IBM, Air France: Joëlle started out working for large companies before leaving her Parisian life for Geneva. Work then occupies a central place in his life, his situation allows him to become a real pillar for his family. “I come from a people where I was taught that my job was my first husband,” she says. “When I arrived in Switzerland, I was helping my family enormously, a bit as if I had taken my father’s place,” she admits.

Shortly after her dismissal, after several dented professional years, Joëlle must rebuild herself. Fortunately, the latter is not the type to give up. “Reading has helped me a lot,” she recalls. A book, Moral harassment. Perverse violence in everyday life (Ed. The Discovery), written by French psychiatrist Marie-France Hirigoyen, will be beneficial. “This book was a click for me and allowed me to get out of my depression.”

Joëlle must then resume a professional activity. At the end of 2019, she created the Value Creation thru Inclusion (VCI) think tank, which sees inclusion as a state of mind to be put in place in all business practices in order to capture its global value as a key success factor for sustainable profitability.

A clear axiom

In March 2020, just before the first confinement, she decided to take training in business creation. There she meets Luana Roberto, a lawyer who will support her in the Rezalliance project, now a member of the association’s advisory board. Joëlle questions non-inclusion, and the feeling of not being able to express her identity as you see fit. Why is the difference a problem, why is it a danger for some people?

Its approach is intersectional.
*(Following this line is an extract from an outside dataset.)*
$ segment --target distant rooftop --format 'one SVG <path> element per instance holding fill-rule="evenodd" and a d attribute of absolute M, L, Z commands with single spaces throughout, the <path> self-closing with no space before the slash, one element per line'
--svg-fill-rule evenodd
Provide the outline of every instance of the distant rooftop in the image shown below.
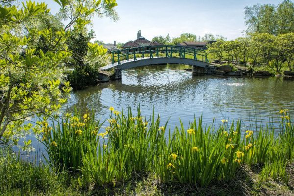
<path fill-rule="evenodd" d="M 122 47 L 123 48 L 137 47 L 139 46 L 149 46 L 161 45 L 161 44 L 157 42 L 151 42 L 141 35 L 141 30 L 138 31 L 137 39 L 136 40 L 129 41 Z"/>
We must put the human at the center of reflection and recognize the specificities of each individual, whether related to age, gender, sexual orientation, origin or state of health. , while finding common synergies. “We must capitalize on what unites us,” she assures us. “This notion of inclusion must come out of human resources to be really injected into the DNA of companies”, details the entrepreneur, who pleads for a change of paradigm. Its axiom is clear: there is room for each and every one of us in society.


Profile

1978 Born in Cameroon.

1990 Arrived in Paris.

2009 Arrival in Switzerland.

2018 Depression as a result of harassment and discrimination suffered within his company.

2020 Renewal. Launch of the Rezalliance project.